Kirkpatrick, a 2012 first-round draft pick out of Alabama, sat down to talk about his long dry spell and the satisfaction attached to intercepting a legend for this week’s Bengals High 5.
Q: There’s obviously more that goes into being a good cornerback than just interceptions, but given that it had been a long time since you picked one off, were you starting to wonder when the next one was going to come?
A: A little bit. I think I was cursed by the interception god. But for the most part I stopped worrying about. I wanted to just play and I knew they would come if I just played my game.
Q: When you look at it, you picked off Ben Roethlisberger last week and the two before that were against Peyton Manning, so you’re last three have been against future Hall of Famers. Does it mean more to you to victimize guys like that?
A: It does. I told a friend of mine I would give them my next interception ball, but when it came off Ben, that changed my thought process. At the end of the day, he’s a great quarterback and a future Hall of Famer. I’m keeping that ball.
Q: Speaking of facing a future Hall of Famer, what is the bigger challenge, playing against a great quarterback with inexperienced wide receivers or going against an inexperienced quarterback throwing to great receivers?
A: If you’re speaking about the Denver Broncos, they have a young quarterback but he’s so poised. They’re doing a great job of play calling and giving him the right reads to throw the ball. He’s got two Pro Bowlers at receiver out there, so it kind of helps him out a little bit because those guys are veterans and have been there before. We’ve still got to go out there and defend him because at the end of the day he’s shown that he can win games for them. We still have to go out there with the mentality that this guy can beat us.
Q: You read my route to a Trevor Siemian question. When you’re going against an inexperienced guy like that, does your approach change at all?
A: No, not me. I still look at film the way I always have, see what they like to do, see where the ball is going, see the route combinations, making sure I’m on one card with my safeties.
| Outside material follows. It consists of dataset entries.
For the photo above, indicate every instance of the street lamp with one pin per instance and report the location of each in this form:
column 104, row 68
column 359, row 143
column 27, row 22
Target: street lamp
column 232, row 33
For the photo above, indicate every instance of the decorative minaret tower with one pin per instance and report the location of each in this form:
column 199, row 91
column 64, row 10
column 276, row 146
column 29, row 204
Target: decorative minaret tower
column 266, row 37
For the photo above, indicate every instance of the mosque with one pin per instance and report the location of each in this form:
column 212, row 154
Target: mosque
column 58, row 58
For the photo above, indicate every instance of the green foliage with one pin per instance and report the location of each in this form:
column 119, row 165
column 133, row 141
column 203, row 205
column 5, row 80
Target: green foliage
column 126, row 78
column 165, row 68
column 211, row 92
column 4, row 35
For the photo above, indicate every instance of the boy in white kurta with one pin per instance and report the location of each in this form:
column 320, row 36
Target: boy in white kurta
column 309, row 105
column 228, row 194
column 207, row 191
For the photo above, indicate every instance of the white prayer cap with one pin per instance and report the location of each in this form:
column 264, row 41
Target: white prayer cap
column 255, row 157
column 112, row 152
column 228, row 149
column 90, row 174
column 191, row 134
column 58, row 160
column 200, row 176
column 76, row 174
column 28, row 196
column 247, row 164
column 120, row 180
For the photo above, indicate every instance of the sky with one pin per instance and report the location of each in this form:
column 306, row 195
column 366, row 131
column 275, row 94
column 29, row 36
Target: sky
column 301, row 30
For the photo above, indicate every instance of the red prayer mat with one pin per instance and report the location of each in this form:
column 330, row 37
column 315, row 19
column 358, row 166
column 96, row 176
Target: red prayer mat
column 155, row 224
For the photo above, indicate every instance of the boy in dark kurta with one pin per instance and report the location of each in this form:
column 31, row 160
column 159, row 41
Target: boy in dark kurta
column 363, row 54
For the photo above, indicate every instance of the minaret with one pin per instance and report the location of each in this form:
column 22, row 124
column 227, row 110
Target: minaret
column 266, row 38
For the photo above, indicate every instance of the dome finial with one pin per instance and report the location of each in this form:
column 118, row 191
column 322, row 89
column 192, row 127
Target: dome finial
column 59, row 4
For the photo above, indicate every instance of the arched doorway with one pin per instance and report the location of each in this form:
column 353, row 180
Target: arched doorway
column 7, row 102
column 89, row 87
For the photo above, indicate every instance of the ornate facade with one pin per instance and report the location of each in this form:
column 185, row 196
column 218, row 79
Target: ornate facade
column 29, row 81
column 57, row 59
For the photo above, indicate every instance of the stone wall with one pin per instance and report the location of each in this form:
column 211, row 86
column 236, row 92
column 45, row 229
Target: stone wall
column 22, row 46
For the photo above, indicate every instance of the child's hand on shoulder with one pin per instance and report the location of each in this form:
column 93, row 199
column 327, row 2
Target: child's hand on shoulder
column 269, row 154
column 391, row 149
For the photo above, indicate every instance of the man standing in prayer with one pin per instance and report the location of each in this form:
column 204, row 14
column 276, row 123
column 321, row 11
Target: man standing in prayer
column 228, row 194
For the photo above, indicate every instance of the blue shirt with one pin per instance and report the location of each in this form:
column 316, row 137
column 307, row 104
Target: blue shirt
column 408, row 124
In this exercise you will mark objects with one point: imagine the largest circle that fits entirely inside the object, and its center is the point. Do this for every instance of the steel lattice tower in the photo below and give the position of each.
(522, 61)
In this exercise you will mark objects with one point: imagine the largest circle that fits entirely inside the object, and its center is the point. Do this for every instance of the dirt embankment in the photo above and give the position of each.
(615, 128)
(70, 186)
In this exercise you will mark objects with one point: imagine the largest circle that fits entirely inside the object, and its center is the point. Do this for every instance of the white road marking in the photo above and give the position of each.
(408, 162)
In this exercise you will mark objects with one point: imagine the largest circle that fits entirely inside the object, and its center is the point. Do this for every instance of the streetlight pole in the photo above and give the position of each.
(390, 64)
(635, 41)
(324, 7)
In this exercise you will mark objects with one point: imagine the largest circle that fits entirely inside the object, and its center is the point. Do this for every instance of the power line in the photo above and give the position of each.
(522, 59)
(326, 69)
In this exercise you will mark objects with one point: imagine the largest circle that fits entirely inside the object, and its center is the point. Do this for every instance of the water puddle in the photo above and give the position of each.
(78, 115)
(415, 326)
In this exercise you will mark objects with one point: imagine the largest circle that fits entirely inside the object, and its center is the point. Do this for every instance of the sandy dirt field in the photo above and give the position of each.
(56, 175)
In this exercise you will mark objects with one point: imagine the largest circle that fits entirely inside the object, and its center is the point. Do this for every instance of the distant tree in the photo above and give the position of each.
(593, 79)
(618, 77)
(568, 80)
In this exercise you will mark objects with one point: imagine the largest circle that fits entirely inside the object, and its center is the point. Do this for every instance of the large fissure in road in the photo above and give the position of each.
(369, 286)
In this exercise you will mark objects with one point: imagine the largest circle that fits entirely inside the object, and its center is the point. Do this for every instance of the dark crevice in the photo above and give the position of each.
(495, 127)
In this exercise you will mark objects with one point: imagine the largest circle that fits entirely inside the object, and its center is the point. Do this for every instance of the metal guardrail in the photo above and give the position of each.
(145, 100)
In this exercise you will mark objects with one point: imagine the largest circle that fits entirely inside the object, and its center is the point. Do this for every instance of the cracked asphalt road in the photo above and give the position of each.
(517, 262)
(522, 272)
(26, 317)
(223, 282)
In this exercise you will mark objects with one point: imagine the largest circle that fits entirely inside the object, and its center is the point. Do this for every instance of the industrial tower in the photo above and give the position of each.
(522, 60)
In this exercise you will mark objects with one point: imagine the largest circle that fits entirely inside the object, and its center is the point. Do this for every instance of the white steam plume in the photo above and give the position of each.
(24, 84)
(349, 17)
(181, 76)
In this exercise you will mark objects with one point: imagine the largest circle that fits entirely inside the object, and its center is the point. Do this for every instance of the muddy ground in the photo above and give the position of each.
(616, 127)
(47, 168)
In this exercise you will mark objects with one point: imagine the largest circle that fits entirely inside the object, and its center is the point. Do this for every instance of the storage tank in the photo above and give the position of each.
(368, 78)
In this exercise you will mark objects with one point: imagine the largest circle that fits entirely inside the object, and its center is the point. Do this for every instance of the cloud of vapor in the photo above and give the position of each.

Nothing changes. I don’t think any of the process changes about how we go about this week.
Q: A big trend in the league is swap jerseys after a game. Is that something you do and is there one you value more than the others?
A: I have before but for the most part I go straight back to the locker room. At the end of the day, I did my job, I’m ready to get back in the locker room and chill with my teammates. The one I have that means the most is (New Orleans defensive tackle) Nick Fairley’s. He’s one of my closest friends in the NFL. Obviously we were rivals when he was at Auburn, but we’ve become close friends. We have the same agent.